The purpose of a good first layer is to wick moisture away from your skin - to get the moisture to the outside of the first layer of clothing. This is vital because moisture acts like a conductor, ruining the insulation that your clothing can provide.
What you don't want on your first layer is cotton, known by many outdoorsmen as 'dead man's cloth' because it retains moisture. A good fabric for your first layer is polypropylene. Wool is another good first layer, but many people (like me) can't stand wool next to their skin without it becoming irritated. You can find inexpensive polypropylene winter underwear instead of a brand name like "Under Armor", but if you need to buy something, you're better off spending more money on a good first layer of clothing than on the last.
For the second and third layer, make sure that the clothing isn't tight. It needs to be loose fitting so that it can provide insulation. A heavy sweater and a good winter coat should suffice.
The concept of layering includes your feet, so no cotton socks. Ideally you'll wear two layers on your feet, the first layer being a very thin sock of the fabric we've talked about above. This fabric is nearly as thin as a nylon stocking, but it will shield your feet from the next layer. For the next layer, you want wool socks.
I personally don't like sticking the hand warmer packets into my shoes, because when you become active again your feet can get hot and uncomfortable. If you do this at the game, be sure to remove the packets from your shoes.
You're going to the big game and you're wearing heavy clothing. I know what you're thinking - that you could sneak a keg into the game without anyone finding it. Alcohol can make you feel warm, but it will constrict the blood vessels in your hands, feet, and legs, which cuts down on circulation, effectively making you colder.
Most people don't understand that you can become dehydrated in cold weather, but it can be worse than hot weather. The air is dry, your body is working to stay warm, and you may not realize how much you've been sweating.
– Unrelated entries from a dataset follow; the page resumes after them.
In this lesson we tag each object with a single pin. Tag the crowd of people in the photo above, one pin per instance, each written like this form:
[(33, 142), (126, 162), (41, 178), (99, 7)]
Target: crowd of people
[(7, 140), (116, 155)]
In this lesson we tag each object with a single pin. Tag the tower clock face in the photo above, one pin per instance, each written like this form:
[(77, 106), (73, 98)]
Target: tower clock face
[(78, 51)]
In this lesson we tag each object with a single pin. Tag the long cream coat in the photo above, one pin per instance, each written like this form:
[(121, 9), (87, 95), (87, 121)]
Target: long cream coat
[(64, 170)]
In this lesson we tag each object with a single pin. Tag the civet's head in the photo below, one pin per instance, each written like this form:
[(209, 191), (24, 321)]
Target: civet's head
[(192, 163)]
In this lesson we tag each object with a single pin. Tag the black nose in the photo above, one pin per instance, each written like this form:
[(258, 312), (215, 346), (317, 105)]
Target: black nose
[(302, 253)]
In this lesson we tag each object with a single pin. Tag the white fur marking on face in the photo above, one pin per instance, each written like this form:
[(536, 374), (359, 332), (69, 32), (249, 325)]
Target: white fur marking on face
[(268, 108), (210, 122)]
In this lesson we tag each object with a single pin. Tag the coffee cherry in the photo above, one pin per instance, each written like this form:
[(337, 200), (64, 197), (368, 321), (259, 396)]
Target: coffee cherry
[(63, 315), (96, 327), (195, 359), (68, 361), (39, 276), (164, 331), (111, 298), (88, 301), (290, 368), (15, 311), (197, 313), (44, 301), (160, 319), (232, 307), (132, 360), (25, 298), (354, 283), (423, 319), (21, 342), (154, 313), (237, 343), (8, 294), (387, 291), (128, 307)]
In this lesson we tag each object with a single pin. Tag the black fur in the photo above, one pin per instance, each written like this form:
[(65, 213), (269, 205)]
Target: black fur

Plan on drinking water.
If you're going to be drinking alcohol at the game, make sure you stick together with your friends. Don't let someone wander off into the night with the idea that they'll be okay. If they pass out, and they're outdoors all night, they will be dead by morning. This is not an embellishment.
You don't have to spend a ton on winter clothing to stay warm. You can certainly go out and buy the best if you have the extra cash, because outfitters like Cabela's and Bass Pro Shops certainly have everything. But if you're going to a one-time event like the Big 12 Championship this weekend in Kansas City, why spend a fortune on something you might not need again?
Hopefully, we've provided some tips to stay warm this Saturday night and make the Big 12 Championship game a more enjoyable experience.
We have one more tip - we've saved the best for last. Cold nights are best spent with someone else. There's nothing like extra body heat to keep you warm.